11. Transfer of rights and obligations
11.1 You may not transfer, assign or otherwise dispose of a Contract, or any of your rights or obligations arising under it, without our prior written consent.
11.2 We may transfer, assign, charge, sub-contract or otherwise dispose of a Contract, or any of our rights or obligations arising under it, at any time during the term of the Contract.
12. Events outside our control
We will not be liable or responsible for any failure to perform, or delay in performance of, any of our obligations under a Contract that is caused by events outside our reasonable control.
13.1 If we fail, at any time during the term of a Contract, to insist upon strict performance of any of your obligations under the Contract or any of these terms and conditions, or if we fail to exercise any of the rights or remedies to which we are entitled under the Contract, this shall not constitute a waiver of such rights or remedies and shall not relieve you from compliance with such obligations.
13.2 A waiver by us of any default shall not constitute a waiver of any subsequent default.
13.3 No waiver by us of any of these terms and conditions shall be effective unless it is expressly stated to be a waiver and is communicated to you in writing in accordance with clause 14 above.

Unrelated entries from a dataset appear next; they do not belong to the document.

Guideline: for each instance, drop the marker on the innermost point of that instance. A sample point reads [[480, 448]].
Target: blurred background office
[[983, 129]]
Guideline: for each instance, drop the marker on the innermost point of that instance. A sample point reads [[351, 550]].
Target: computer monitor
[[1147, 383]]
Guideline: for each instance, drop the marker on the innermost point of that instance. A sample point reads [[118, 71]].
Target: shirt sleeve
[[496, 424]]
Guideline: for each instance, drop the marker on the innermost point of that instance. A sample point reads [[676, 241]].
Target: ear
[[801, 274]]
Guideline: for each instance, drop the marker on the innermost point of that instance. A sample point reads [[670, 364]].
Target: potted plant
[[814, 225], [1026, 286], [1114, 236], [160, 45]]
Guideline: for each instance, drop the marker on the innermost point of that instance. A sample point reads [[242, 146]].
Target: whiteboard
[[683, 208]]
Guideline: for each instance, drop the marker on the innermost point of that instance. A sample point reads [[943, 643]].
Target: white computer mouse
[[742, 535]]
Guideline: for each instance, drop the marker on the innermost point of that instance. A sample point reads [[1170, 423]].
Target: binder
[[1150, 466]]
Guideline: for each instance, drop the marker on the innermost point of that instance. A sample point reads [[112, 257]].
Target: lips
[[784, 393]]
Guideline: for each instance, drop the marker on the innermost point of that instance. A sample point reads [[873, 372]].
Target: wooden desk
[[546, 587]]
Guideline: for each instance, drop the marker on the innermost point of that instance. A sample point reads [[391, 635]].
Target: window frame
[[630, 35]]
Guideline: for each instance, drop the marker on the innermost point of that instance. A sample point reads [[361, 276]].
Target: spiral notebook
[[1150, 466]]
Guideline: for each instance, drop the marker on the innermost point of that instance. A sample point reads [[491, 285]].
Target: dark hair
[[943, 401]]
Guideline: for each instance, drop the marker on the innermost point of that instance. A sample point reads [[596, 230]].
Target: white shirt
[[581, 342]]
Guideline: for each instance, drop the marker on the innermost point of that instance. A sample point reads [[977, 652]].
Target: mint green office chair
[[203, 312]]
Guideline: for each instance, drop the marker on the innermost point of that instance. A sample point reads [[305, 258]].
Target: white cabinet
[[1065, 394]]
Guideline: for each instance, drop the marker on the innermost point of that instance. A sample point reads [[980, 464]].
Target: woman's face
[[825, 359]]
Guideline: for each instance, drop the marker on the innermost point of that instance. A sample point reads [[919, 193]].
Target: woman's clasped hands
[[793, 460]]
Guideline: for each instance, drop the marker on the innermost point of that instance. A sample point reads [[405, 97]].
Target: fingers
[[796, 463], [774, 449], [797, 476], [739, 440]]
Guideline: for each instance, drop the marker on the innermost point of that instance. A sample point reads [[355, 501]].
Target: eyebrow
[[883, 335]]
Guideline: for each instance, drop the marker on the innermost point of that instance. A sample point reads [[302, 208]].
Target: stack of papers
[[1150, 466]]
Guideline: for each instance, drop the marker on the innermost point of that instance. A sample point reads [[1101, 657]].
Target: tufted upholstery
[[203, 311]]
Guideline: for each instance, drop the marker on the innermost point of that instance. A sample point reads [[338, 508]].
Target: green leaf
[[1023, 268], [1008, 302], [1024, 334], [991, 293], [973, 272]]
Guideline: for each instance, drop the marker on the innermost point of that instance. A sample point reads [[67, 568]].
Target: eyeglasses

If any of these terms and Conditions or any provisions of a Contract are determined by any competent authority to be invalid, unlawful or unenforceable to any extent, such term, condition or provision will to that extent be severed from the remaining terms, conditions and provisions which will continue to be valid to the fullest extent permitted by law.
15. Entire agreement
15.1 These terms and conditions and any document expressly referred to in them represent the entire agreement between us in relation to the subject matter of any Contract and supersede any prior agreement, understanding or arrangement between us, whether oral or in writing.

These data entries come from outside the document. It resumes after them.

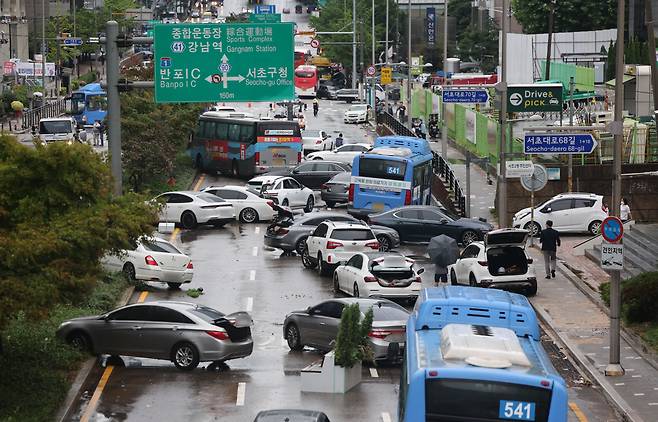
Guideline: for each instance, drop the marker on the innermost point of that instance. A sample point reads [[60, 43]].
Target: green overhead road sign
[[535, 97], [224, 62]]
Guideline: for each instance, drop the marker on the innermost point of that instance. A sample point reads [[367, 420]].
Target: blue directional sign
[[562, 143], [265, 9], [72, 41], [465, 96]]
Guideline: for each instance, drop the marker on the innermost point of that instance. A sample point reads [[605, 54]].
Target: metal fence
[[52, 109]]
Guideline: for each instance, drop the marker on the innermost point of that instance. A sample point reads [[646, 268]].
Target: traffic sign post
[[462, 96], [211, 63], [553, 143]]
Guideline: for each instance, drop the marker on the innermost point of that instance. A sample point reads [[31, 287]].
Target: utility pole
[[502, 146], [113, 104], [614, 367]]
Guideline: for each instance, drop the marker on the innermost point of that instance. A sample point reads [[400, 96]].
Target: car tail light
[[333, 245], [407, 197], [219, 335]]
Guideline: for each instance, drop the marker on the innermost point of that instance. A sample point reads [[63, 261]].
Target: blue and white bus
[[396, 172], [474, 354]]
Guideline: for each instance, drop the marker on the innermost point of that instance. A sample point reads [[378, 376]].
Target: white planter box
[[330, 378]]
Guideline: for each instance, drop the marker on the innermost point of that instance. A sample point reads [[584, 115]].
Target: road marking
[[91, 407], [579, 413], [239, 401], [198, 182]]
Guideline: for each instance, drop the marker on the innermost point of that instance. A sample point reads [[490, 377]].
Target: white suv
[[570, 212], [334, 242]]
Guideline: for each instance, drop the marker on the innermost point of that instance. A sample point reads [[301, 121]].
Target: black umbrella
[[443, 250]]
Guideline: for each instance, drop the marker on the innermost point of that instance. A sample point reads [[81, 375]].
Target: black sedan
[[314, 174], [423, 222]]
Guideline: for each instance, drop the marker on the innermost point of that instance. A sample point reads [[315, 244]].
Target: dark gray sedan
[[185, 333], [317, 326], [293, 238]]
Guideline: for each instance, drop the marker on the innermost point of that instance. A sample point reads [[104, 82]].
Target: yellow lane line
[[579, 413], [91, 407]]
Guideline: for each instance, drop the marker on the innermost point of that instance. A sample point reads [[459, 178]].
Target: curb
[[75, 391]]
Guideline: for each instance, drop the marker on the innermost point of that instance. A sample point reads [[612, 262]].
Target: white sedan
[[152, 260], [191, 208], [385, 274], [344, 153], [249, 206]]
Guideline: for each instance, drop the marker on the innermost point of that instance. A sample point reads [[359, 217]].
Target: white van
[[57, 129]]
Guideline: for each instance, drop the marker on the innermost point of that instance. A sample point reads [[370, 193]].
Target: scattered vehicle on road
[[192, 208], [249, 206], [185, 333], [382, 274], [420, 223], [570, 212], [317, 326], [152, 260], [499, 262]]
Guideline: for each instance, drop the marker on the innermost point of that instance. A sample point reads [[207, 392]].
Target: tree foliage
[[570, 15], [58, 217]]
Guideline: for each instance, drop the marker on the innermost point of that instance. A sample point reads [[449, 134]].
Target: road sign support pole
[[113, 104], [614, 367]]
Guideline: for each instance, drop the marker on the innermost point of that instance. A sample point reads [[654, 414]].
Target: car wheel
[[468, 237], [300, 246], [129, 271], [185, 356], [307, 261], [384, 243], [188, 220], [293, 337], [595, 227], [534, 228], [249, 215]]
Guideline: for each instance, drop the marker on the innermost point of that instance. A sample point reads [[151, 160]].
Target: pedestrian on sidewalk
[[550, 240]]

15.2 We each acknowledge that, in entering into a Contract, neither of us has relied on any representation, undertaking or promise given by the other or be implied from anything said or written in negotiations between us prior to such Contract except as expressly stated in these terms and conditions.
15.3 Neither of us shall have any remedy in respect of any untrue statement made by the other, whether orally or in writing, prior to the date of any Contract (unless such untrue statement was made fraudulently) and the other party’s only remedy shall be for breach of contract as provided in these terms and conditions.

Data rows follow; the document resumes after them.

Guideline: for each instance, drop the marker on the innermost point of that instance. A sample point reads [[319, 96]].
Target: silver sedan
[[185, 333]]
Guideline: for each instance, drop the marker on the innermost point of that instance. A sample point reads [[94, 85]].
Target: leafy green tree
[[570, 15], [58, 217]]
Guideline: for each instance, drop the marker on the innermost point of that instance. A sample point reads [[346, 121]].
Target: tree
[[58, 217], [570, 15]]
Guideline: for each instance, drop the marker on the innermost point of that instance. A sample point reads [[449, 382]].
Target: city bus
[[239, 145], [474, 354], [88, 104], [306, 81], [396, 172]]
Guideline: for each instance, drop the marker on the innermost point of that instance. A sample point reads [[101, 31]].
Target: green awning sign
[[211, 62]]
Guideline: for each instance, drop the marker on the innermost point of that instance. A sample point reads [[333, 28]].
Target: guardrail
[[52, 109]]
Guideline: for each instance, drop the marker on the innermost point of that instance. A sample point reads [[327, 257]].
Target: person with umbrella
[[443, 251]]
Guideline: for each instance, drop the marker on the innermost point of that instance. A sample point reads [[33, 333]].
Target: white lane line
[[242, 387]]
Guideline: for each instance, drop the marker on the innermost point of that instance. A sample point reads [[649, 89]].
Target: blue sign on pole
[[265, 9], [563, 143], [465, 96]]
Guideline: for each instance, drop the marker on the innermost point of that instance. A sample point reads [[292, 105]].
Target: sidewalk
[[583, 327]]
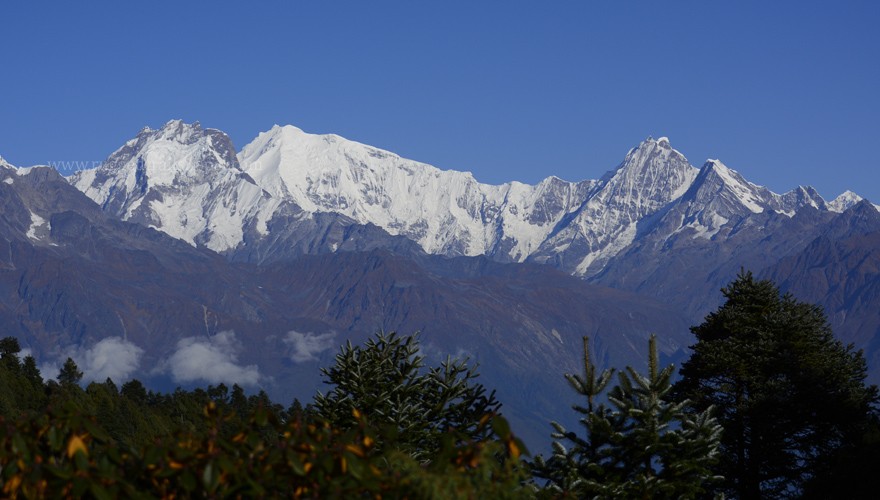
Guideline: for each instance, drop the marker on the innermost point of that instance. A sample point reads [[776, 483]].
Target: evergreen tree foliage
[[387, 382], [63, 441], [70, 374], [788, 394], [641, 445]]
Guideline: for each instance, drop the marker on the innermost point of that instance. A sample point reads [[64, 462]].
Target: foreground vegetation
[[769, 406]]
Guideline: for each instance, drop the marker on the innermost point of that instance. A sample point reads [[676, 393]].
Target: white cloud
[[112, 357], [213, 360], [306, 346]]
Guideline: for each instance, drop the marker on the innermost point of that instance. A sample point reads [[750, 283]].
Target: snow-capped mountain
[[279, 190], [444, 211], [183, 180]]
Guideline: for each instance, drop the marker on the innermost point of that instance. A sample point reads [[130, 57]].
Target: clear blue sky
[[787, 93]]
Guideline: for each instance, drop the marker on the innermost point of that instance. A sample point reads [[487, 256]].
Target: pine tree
[[787, 393], [644, 445], [70, 374]]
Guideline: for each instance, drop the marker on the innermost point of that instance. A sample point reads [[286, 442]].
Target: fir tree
[[70, 374], [788, 394], [644, 445]]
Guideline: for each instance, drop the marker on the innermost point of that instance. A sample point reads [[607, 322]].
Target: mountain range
[[258, 263]]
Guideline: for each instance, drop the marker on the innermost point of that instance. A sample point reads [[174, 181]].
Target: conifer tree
[[70, 374], [644, 445], [789, 395]]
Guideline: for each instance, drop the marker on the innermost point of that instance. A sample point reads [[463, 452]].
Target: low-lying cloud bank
[[113, 357], [213, 360], [306, 346]]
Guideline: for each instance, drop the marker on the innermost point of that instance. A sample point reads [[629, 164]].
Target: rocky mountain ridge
[[188, 182]]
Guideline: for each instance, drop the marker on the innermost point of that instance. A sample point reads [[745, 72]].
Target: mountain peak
[[843, 202]]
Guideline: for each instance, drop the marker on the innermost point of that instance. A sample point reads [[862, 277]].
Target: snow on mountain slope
[[188, 182], [446, 212], [651, 175], [846, 200], [183, 180]]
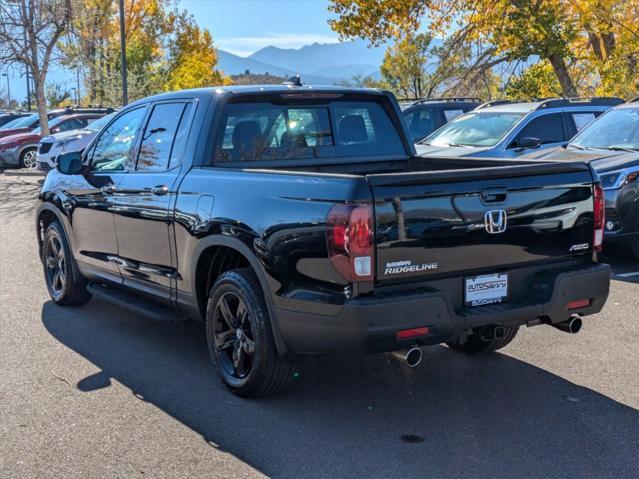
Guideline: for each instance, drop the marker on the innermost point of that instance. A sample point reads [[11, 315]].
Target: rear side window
[[158, 137], [547, 128], [269, 131]]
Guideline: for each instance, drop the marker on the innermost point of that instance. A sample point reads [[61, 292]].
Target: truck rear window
[[269, 131]]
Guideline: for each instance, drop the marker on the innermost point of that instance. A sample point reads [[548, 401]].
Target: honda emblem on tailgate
[[495, 221]]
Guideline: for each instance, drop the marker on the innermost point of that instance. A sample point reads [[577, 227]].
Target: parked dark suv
[[425, 116], [611, 144]]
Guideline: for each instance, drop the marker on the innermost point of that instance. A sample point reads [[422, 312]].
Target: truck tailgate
[[465, 222]]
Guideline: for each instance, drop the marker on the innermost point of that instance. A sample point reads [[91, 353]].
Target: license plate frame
[[486, 289]]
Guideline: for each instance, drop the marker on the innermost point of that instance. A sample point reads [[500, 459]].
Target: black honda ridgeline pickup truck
[[296, 219]]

16. Our right to vary these terms and conditions
16.1 We have the right to revise and amend these terms and conditions from time to time.
16.2 You will be subject to the policies and terms and conditions in force at the time that you order Courses from us, unless any change to those policies or these terms and conditions is required to be made by law or governmental authority (in which case it will apply to orders previously placed by you), or if we notify you of the change to those policies or these terms and conditions before we send you the Download Confirmation (in which case we have the right to assume that you have accepted the change to the terms and conditions, unless you notify us to the contrary within seven working days of receipt by you of the Course).
17. Law and jurisdiction
Contracts for the purchase of Courses through our site and any dispute or claim arising out of or in connection with them or their subject matter or formation (including non-contractual disputes or claims) will be governed by English law. Any dispute or claim arising out of or in connection with such Contracts or their formation (including non-contractual disputes or claims) shall be subject to the exclusive jurisdiction of the courts of England and Wales.